Cartas | La finitud del pájaro y yo | Por: Juancho José Barreto González

Juancho José Barreto González

Vernos no es “ver que nos ven otros ojos que nos dicen, nos mandan y nos ordenan”. Esos ojos que nos ven conocen todas nuestras historias y son capaces de borrarlas y volverlas a escribir. Esos ojos que nos ven y nos imaginan son nuestros constructores. Ahora bien, necesito intentar diferenciar entre “nos ven, nos conocen, y nos imaginan” para tratar de personalizar, primero, y luego, extender hacia afuera y hacia dentro la capacidad de verme, conocerme y de imaginarme en medio de un “posible vernos” conducido a lo plural, lo abierto, lo diverso y conflictivo cultural.

Me han metido un ojo ideológico.
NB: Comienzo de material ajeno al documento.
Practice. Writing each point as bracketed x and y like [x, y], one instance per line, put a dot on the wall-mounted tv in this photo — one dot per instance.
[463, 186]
Miro de acuerdo a lo que me representa y esta representación, al mismo tiempo, se estrella con una malla gigantesca donde se represan instantáneamente todas las imágenes. Esto, es imposible de captar, es incesante. Ahora, el mercado tecnológico me ofrece “un nuevo producto” que contiene en sí mismo la posibilidad de abarcar todas las mentiras y las verdades dichas hasta ahora, pero sin diferenciarlas.

La inteligencia artificial es el mercado de la ficción que me permitirá escribir el libro total de una cultura total. Esta gran mirada me la ofrece ese ojo que todo lo ve. Ese ojo no es el mío, es el gran ojo técnico y brillante que me enseña al mundo desde su gran babel imaginario, inalcanzable, erudito global. “Pero, también puedo pedirle me sirva de sustituto de mí, que lea y escriba por mí, que viva por mí la experiencia insustituible de la lectura, del hablar y escribir, de imaginar mundos posibles e imposibles”.

Quiero el infinito, pero no me es posible alcanzarlo. Entonces despabilo. Regreso al tiempo de mis pasos. No quiero ser enteramente cibernético, un veloz técnico de transmisión. Mis manos, mis nervios humanos, los movimientos energéticos de mi cuerpo, mis tristezas y mis alegrías, este pequeño cuerpo, a veces silencioso, a veces pueril y poco sabio, sediento de imágenes sustitutivas de mí, se pierde por instantes, navega sonámbulo y le pierde pisada al ritmo del día asoleado de las calles. Al volver, la vida ya estaba seca, tenía muerto el corazón. Entonces, una vez despierto, escribo sobre las líneas de la madrugada, “es mucho mejor vernos, aquí en esta esquina, donde el ojo izquierdo le da la mano al ojo derecho, ¡epa ojo!”.

Nos encaminamos a la rebelión de los primitivos, de los aborígenes de la vida. No temamos acercarnos, construir una sensibilidad de la rutina, del día y de la noche que nos permita vernos. No vernos que nos ven sino, simplemente vernos.

Soy finito como un pájaro…

Me detengo en las páginas del conticinio, son eminentemente sonoras, escucho el silencio del mundo. Dura unos instantes. El resplandor del satélite brilla más que las estrellas. Los dioses del mercado mundial se disputan mi mirada, veo que me ven, me miran y me hacen, me siguen haciendo a su imagen y semejanza. Titubeo. El aletear de un Colibrí muestra las otras rutas del aire. Soy fino, finitud inabarcable.

Un libro, una conversa, el amor de la tarde, una clase alrededor del Inca Garcilaso. Aborigen, oriundo de lo humano, simple como constelación de secretos. Una idea viene en medio del camino, susurra el desencanto.

La vida es un libro inabarcable. Sólo logramos escribir unas líneas mientras fluyen sus soplos singulares. No quiero estar en todos los lugares, admito mis limitaciones. Vuelvo a escribir “soy finito como un pájaro”. La distancia a mi nido no es sideral, apenas vuelo hacia él y celebro mis alas.